After: We built a secure DELETE /api/items/:id route in the Fastify API (with owner verification checks) and implemented the corresponding revoke(id) method in the SDK package. ### 2. Zero-Knowledge Compliance for QR Codes (UX/Security)
Before: The prototype suggested using external public APIs to generate QR codes. However, sending the full secret URL (containing the #key hash) to a third-party server violates zero-knowledge compliance.
After: We moved 100% of the QR code generation to the browser using local client-side rendering with the qrcode library, ensuring the decryption key never leaves the client. ### 3. Local-to-Cloud Preference Syncing
Before: Users lost their theme (dark/light) and locale (en/es/pt-BR) settings upon page reload, and there was no way to persist these preferences for registered users.
After: We built a dual-persistence system. Anonymous users store preferences in cookies/localStorage, while authenticated users sync their choices automatically to a PostgreSQL database via a new PATCH /api/auth/preferences endpoint. ### 4. Critical Nuxt SSR Session Leaks (Major Bugfix)
Before: The authentication state was stored in a global reactive singleton. During Server-Side Rendering (SSR), this leaked the session/token of one user to subsequent requests from completely different visitors, causing security risks and hydration errors.
After: We refactored the auth composable to store sessions in request-isolated Nuxt useState wrappers, guaranteeing sandboxed memory for every client. ### 5. Transition Polish & Redirection Guarding
Before: Logging out caused dashboard pages to immediately display blank values and zeroes before redirecting. Redirections also dropped the active language prefix (e.g. redirecting /pt-BR/app/dashboard to / instead of /pt-BR).

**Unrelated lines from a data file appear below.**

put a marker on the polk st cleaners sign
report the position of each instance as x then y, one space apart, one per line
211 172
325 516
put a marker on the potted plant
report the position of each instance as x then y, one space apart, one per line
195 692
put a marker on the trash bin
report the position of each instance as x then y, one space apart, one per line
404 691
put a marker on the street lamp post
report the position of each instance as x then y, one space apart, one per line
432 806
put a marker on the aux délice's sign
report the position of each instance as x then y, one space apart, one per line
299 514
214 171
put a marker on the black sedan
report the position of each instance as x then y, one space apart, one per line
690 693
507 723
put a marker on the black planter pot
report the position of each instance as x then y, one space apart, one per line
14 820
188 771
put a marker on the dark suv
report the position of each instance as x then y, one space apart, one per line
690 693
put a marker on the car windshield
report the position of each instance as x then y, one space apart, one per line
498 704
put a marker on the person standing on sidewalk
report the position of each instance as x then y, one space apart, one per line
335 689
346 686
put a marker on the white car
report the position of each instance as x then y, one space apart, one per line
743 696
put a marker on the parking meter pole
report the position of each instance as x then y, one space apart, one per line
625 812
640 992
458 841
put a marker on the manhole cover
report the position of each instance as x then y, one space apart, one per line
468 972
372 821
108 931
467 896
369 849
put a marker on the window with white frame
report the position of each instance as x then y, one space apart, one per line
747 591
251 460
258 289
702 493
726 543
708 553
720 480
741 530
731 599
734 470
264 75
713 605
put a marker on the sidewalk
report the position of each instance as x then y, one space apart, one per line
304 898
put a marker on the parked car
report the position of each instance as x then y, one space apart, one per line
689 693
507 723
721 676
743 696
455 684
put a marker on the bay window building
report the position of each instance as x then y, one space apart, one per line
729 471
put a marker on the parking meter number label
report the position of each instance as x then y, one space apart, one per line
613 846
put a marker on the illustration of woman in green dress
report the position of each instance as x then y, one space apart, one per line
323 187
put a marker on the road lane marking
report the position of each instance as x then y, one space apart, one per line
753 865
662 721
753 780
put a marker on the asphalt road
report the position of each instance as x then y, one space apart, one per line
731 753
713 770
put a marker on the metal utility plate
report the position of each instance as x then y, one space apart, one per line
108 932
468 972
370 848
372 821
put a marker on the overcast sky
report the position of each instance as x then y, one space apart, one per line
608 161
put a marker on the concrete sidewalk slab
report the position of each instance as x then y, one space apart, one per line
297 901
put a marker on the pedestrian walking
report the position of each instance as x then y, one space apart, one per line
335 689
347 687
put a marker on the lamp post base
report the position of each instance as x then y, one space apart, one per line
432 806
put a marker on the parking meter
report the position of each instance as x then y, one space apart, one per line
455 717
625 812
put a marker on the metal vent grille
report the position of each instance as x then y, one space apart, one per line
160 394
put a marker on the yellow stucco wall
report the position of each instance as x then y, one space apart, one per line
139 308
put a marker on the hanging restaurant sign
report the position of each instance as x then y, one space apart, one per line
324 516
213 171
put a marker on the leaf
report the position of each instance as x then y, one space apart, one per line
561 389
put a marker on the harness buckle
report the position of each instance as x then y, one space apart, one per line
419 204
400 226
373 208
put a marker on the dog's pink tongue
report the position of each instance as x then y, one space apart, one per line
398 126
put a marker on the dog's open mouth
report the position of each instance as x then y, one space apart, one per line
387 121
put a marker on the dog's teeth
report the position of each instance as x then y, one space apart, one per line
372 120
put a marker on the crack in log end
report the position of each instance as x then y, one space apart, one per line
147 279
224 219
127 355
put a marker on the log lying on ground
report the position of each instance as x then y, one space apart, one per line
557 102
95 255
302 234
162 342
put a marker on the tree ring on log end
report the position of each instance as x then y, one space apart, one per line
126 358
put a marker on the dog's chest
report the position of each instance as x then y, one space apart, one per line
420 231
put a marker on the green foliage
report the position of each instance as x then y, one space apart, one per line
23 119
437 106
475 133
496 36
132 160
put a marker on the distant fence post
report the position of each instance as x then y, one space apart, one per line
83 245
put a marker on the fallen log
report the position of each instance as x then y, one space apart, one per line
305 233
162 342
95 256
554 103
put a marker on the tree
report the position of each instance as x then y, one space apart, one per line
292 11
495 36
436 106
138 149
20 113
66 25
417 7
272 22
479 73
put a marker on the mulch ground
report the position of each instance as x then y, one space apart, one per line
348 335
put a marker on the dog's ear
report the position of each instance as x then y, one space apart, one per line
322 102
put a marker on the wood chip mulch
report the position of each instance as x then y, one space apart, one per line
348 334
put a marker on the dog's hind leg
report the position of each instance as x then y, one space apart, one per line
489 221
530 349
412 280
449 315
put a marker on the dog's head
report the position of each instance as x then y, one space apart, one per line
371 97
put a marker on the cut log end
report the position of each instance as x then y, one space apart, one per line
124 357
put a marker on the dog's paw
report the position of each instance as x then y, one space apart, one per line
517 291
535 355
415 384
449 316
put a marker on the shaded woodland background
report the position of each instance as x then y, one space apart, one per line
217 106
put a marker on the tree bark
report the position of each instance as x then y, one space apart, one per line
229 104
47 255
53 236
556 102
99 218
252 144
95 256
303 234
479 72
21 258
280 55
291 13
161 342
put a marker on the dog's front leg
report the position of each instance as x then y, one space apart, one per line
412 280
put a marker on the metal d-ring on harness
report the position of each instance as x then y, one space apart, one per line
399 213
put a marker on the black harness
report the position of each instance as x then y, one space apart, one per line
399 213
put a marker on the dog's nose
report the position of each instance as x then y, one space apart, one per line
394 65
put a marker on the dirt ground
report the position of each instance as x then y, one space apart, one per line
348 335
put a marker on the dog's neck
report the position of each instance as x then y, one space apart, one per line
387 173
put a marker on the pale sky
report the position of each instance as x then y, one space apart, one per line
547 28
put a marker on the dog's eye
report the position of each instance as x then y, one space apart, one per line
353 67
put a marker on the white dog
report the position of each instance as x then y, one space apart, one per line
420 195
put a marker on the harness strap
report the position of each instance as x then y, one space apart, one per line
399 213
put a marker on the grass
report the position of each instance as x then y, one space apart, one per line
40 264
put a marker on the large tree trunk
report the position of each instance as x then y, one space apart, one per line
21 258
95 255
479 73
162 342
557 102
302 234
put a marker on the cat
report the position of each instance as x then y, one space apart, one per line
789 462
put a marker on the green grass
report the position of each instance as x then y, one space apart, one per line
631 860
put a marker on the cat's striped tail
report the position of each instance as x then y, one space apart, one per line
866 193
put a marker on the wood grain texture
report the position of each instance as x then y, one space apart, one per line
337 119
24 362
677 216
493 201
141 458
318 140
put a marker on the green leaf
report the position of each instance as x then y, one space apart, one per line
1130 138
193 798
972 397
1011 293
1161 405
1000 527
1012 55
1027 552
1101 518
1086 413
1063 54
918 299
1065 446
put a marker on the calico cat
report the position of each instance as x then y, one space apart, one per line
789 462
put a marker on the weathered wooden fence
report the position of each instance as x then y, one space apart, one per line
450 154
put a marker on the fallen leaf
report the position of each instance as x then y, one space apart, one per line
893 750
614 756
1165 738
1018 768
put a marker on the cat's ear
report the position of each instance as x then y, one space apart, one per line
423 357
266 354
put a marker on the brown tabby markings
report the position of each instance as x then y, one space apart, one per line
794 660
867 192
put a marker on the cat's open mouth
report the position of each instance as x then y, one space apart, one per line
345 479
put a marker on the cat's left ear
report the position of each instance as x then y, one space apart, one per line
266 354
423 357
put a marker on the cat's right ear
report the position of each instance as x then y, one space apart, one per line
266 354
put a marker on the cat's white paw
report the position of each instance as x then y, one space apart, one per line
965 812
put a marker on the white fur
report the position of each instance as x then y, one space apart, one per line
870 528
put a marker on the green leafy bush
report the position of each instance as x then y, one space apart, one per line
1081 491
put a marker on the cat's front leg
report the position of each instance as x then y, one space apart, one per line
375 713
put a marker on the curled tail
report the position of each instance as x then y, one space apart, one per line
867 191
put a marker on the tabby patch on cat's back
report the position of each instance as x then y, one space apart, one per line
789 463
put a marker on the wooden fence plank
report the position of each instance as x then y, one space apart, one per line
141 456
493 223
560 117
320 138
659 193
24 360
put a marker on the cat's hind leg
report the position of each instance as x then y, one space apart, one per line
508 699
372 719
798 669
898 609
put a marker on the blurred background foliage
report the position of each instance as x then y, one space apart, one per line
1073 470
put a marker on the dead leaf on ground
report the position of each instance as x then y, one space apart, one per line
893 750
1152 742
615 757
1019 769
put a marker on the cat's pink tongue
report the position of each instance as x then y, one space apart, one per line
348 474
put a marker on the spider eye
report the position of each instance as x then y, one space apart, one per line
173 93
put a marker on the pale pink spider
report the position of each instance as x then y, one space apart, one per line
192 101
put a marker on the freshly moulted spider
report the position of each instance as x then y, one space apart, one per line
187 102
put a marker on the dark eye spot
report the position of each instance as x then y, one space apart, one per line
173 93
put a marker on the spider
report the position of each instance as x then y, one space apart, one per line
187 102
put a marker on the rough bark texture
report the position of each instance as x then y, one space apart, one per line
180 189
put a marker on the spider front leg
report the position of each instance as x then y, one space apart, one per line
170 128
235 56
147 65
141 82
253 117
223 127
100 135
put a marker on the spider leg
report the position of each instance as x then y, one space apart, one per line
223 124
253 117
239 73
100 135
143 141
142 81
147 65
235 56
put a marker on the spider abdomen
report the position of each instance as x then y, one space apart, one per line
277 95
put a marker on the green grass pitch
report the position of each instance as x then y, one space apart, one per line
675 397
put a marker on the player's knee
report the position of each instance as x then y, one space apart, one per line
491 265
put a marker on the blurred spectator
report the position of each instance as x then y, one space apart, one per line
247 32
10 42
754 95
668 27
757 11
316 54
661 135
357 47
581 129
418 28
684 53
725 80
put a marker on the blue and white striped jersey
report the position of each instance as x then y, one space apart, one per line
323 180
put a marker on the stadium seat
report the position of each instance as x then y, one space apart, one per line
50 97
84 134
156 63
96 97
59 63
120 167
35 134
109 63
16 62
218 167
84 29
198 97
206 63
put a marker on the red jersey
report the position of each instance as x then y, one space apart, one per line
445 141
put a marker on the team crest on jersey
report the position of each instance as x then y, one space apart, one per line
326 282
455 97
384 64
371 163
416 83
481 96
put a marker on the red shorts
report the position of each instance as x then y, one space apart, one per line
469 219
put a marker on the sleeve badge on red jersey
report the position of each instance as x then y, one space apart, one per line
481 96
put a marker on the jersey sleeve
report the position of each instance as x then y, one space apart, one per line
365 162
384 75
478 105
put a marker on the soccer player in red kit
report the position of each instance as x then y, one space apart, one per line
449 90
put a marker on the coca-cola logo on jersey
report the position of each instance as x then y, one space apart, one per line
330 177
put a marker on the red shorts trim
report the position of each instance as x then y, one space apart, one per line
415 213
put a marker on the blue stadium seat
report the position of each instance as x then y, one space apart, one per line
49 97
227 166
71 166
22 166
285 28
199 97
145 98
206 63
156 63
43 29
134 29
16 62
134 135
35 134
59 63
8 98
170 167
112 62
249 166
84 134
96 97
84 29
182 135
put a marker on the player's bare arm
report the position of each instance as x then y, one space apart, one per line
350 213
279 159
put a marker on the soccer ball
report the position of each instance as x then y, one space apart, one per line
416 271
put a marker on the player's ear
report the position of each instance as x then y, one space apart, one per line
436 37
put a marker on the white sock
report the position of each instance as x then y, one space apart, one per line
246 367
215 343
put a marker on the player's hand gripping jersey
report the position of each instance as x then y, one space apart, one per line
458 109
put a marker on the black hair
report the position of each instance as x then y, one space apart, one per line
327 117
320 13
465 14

* After: We deferred state destruction in `signOut()` until after the router navigation completes, backed by a `nextTick` + 150ms delay in `router.afterEach` to allow the DOM to mount. We wrapped all redirects in `localePath()` to ensure language consistency.

My Experience with GitHub Copilot

GitHub Copilot acted as a core partner during this sprint, particularly in:

Refactoring Auth for SSR Safety: Copilot recognized the risks of our initial module-level singleton state in Nuxt and drafted the migration to request-scoped useState hooks, pointing out how to avoid server-side data pollution.
Writing Vitest Suites with Testcontainers: It accelerated the creation of our backend integration tests, generating mock Postgres databases and Redis instances using Docker Testcontainers to test rate-limiting and quota rollback scenarios.
Client-side Encryption Pipelines: Copilot assisted in structuring the Web Crypto API calls in our SDK to correctly derive password hashes using PBKDF2 without introducing synchronous blocking.